Hidden Backlog of Foreclosures
What worries Khater more are states where sharply rising unemployment is coupled with many homeowners who already owe more than their houses are worth. He points to states like Ohio, Georgia and Illinois. Home prices in Illinois, for example, fell 14.8 percent in June compared with a year earlier. "Their price decline has been accelerating," he says.
The actual foreclosure rates are hard to predict in part because a number of state governments, along with federal government-sponsored Fannie Mae and Freddie Mac, have instituted a range of delays and moratoriums on foreclosures.
"The government has a pretty big chokehold on the foreclosure process," says Madeline Schnapp, the director of macroeconomic research at TrimTabs Investment Research. But that also means that there is a hidden backlog of home loans in default that could end up in foreclosure.
Signs Of More Trouble Ahead
One warning sign of emerging trouble spots: when large numbers of borrowers enter foreclosure less than six months after missing their first payment — an unusually fast period that suggests a rapid economic deterioration, says Steve Berg, a managing director at Lender Processing Services, a private real estate and mortgage services firm.

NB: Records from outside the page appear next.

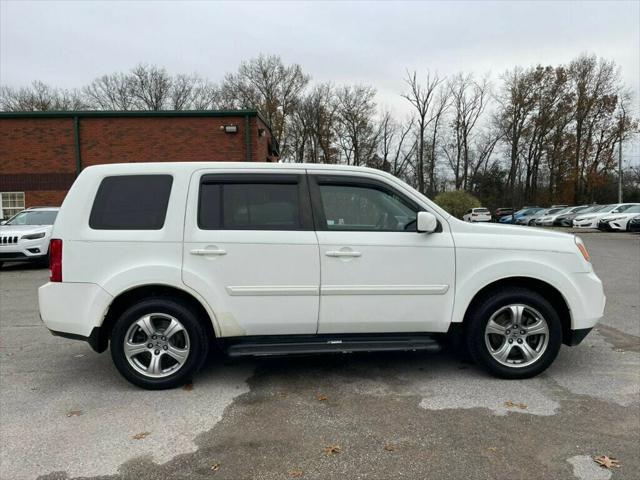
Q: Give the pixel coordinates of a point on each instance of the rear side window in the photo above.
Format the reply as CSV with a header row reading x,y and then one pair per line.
x,y
131,202
250,206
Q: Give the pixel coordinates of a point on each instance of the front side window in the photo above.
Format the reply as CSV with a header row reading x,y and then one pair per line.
x,y
249,206
131,202
365,208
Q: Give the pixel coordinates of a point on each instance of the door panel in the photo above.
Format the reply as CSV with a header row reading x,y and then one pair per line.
x,y
386,280
258,282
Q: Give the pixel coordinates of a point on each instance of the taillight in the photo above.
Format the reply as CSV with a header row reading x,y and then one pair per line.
x,y
55,260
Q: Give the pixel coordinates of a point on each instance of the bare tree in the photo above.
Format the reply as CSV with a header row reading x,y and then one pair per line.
x,y
421,98
40,97
469,102
110,92
150,87
270,86
355,108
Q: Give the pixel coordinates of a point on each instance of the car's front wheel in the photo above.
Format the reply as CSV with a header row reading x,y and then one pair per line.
x,y
514,333
158,343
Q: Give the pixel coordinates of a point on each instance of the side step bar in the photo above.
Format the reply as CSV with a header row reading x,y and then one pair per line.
x,y
332,345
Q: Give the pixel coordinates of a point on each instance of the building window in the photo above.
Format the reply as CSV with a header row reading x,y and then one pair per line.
x,y
10,204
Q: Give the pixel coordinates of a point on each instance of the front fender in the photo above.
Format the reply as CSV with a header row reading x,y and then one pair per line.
x,y
551,268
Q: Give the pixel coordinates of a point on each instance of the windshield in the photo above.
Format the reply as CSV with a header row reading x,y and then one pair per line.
x,y
597,208
34,217
561,211
633,209
583,208
623,208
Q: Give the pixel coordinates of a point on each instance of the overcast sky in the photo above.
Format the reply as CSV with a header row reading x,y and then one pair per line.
x,y
69,43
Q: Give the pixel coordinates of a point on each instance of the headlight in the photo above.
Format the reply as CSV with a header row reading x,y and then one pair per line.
x,y
33,236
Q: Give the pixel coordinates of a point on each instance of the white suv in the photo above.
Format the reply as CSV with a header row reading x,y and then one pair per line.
x,y
162,261
26,235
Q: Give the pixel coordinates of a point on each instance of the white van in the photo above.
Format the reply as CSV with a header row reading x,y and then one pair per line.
x,y
162,261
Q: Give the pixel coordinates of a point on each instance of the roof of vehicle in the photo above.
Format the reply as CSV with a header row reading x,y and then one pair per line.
x,y
193,166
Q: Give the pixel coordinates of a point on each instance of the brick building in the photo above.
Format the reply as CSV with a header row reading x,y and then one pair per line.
x,y
41,153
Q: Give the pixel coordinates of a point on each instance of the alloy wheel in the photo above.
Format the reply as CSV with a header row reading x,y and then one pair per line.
x,y
156,345
516,335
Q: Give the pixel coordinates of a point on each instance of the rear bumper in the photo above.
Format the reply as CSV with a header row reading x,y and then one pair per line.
x,y
587,307
73,309
575,337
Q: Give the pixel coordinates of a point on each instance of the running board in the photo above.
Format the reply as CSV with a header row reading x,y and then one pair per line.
x,y
268,346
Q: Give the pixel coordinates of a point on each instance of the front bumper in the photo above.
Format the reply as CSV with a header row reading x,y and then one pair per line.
x,y
585,224
25,250
95,340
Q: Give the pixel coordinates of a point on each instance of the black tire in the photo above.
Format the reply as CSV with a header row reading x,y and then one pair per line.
x,y
198,342
492,303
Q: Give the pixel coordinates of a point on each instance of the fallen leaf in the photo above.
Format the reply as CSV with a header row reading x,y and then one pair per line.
x,y
607,462
332,450
510,404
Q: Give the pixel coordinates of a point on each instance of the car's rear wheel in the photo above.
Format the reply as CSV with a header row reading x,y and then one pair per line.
x,y
514,333
158,343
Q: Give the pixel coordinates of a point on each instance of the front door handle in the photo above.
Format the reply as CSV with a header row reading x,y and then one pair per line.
x,y
208,251
343,253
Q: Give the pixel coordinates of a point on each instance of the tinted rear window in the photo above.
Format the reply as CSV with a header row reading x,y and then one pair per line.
x,y
131,202
249,206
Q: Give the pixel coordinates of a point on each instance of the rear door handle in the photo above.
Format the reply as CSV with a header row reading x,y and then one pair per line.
x,y
342,253
208,251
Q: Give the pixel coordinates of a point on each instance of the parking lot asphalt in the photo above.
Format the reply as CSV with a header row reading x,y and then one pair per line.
x,y
65,412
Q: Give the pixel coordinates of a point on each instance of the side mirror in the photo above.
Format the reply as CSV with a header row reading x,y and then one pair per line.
x,y
427,222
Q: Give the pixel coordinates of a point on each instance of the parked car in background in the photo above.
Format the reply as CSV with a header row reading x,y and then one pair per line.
x,y
480,214
531,219
548,219
501,212
26,235
634,224
566,219
590,220
618,221
161,262
520,213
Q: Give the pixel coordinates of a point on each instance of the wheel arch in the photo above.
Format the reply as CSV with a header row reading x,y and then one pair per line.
x,y
548,291
128,297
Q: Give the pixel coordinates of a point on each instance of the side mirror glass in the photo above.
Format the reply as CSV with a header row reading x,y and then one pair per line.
x,y
427,222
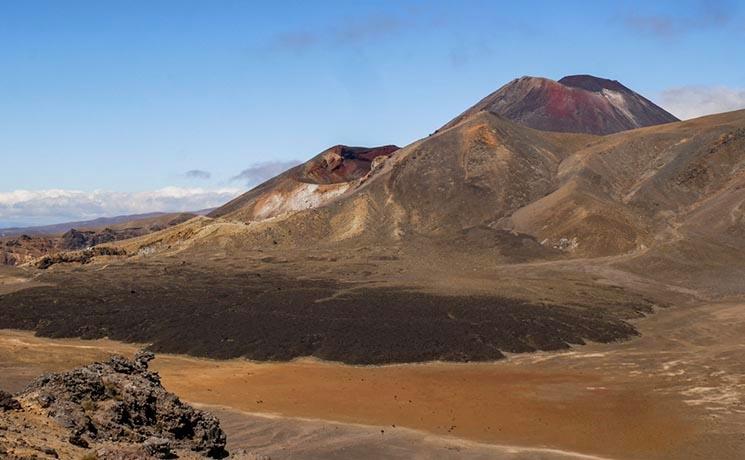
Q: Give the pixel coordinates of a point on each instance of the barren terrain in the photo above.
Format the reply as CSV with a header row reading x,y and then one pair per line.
x,y
675,392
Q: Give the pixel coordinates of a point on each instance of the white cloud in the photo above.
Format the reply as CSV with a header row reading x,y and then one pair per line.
x,y
38,207
687,102
259,172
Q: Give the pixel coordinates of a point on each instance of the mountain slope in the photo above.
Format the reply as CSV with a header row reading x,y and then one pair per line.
x,y
577,103
309,185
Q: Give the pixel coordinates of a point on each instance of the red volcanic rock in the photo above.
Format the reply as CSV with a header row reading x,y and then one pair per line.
x,y
342,163
577,103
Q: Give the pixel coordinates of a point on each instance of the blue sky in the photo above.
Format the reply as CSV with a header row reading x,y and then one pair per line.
x,y
122,97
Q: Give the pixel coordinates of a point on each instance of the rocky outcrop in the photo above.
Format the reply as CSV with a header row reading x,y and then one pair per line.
x,y
115,409
80,257
7,402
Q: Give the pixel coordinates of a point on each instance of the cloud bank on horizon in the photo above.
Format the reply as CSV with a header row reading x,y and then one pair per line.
x,y
21,208
688,102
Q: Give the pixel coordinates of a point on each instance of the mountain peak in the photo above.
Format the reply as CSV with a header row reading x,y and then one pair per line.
x,y
592,83
575,103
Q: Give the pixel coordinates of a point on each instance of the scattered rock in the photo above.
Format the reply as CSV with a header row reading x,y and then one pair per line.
x,y
121,401
7,402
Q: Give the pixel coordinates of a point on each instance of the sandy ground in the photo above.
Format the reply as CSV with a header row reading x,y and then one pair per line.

His company data show that unexpected towns like St. George, Utah; Hilo, Hawaii; and Bend, Ore., had alarming levels of speedy foreclosures. "You're looking at those areas that have the fastest pace of first missed payment into foreclosure anywhere in the country," he says.
More broadly, Moody's Economy.com estimates that lenders will foreclose on 1.89 million homes in 2009, up from 1.43 million last year. Beyond that, a leading indicator of foreclosures is the delinquency rate, which tracks the percentage of borrowers who are at least 60 days behind on their mortgage payments. Some, but not all, of these homeowners could end up in foreclosure eventually. Mortgage delinquency is up 65 percent from a year ago, according to figures released Monday by TransUnion, a credit rating agency, although the rate of increase slowed slightly in recent months.
"Delinquency is growing, but we feel an increased level of confidence that things will begin to improve shortly," says F.J. Guarrera, vice president of TransUnion's financial services group. He cautions that any improvement will be gradual. "It will take some time for recovery," he says.
RealtyTrac's Sharga agrees, adding, "We don't see much improvement until 2011."